We are God, 'cause only we can create the idea of His existence in our holy brains.
0
vonGizycki  02.08.2023, 23:22
@oldfashioned66
Es ist entscheidend, ob der eigene Glaube wirklichkeitskompatibel ist, also von der Vernunft überprüft wird.

Da ist nicht der Inhalt von Religion, denn diese baut auf etwas auf, das sich eben nicht beweisen lässt, sondern allein eine Frage des Glaubens ist. Wie es auch schon bei Wikipedia dargestellt ist:

******

Es gibt die Vorstellung, das selbst wenn sich der Inhalt von Religion nicht beweisen ließe, muss zumindest geklärt werden, wovon man spricht. Der Mensch bestimmt über seinen Glauben sein Leben. Den kann er beeinflussen. Der Drang seinen Glauben mit Ehrfurcht im Leben praktisch auszuleben (Spiritualität), ist eine Wesensart des Menschen, die er im Laufe seines Lebens versucht zu verwirklichen. Der Glaube ist der wichtigste Teil der Religion. Er bestimmt auch die Qualität der Verwirklichung.

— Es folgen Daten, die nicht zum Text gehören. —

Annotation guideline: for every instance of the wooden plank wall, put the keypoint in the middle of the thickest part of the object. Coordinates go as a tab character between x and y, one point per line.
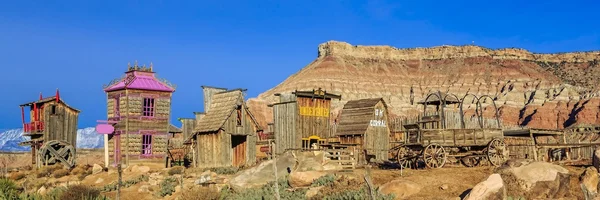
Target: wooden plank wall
62	125
315	122
187	127
285	119
377	139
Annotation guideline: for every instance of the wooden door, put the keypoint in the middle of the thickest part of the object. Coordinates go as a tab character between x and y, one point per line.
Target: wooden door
238	146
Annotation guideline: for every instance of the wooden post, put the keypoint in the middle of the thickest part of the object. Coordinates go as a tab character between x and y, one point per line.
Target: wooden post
106	150
119	171
368	180
276	179
126	131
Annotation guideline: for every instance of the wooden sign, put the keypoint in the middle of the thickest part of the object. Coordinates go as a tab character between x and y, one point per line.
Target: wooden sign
316	112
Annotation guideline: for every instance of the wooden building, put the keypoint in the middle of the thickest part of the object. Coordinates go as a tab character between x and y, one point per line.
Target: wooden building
302	119
364	124
139	105
225	134
54	122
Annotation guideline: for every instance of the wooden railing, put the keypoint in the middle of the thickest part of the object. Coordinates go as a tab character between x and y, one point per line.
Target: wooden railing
36	126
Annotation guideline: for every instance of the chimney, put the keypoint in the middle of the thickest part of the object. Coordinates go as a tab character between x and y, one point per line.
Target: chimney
208	92
199	115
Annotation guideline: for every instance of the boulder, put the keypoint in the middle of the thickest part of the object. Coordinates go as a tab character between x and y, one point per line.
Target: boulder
144	189
444	187
304	179
96	169
491	188
313	192
535	180
401	189
589	182
42	190
140	169
99	180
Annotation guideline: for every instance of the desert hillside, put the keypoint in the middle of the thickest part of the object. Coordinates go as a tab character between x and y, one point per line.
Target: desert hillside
535	90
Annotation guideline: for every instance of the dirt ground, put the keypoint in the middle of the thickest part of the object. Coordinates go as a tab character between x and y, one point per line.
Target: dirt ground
457	181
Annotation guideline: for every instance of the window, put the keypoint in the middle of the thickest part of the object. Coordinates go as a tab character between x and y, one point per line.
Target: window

Der Ursprung allen Seins von dem wir nichts wissen und das sprichst Du ja an als Inhalt von Religion, kann aber ein Geheimnis sein und dieses als existent dargestellt werden.

An dieses Geheimnis kann geglaubt werden, wenngleich es nicht beschreibbar ist, denn den Inhalt kennen wir ja nicht. Es gibt noch weitere philosophische Ansichten, die sich daraus logisch ableiten lassen.

Die Kurzformel

Glaube + Spiritualität = Religion

0

Leider erlebe ich in meiner Jugendarbeit noch viele christliche religionsfanatische Eltern. Der Trend ist aber rückläufig. Islamische Fanatiker/innen bei den Eltern werden jedoch immer mehr.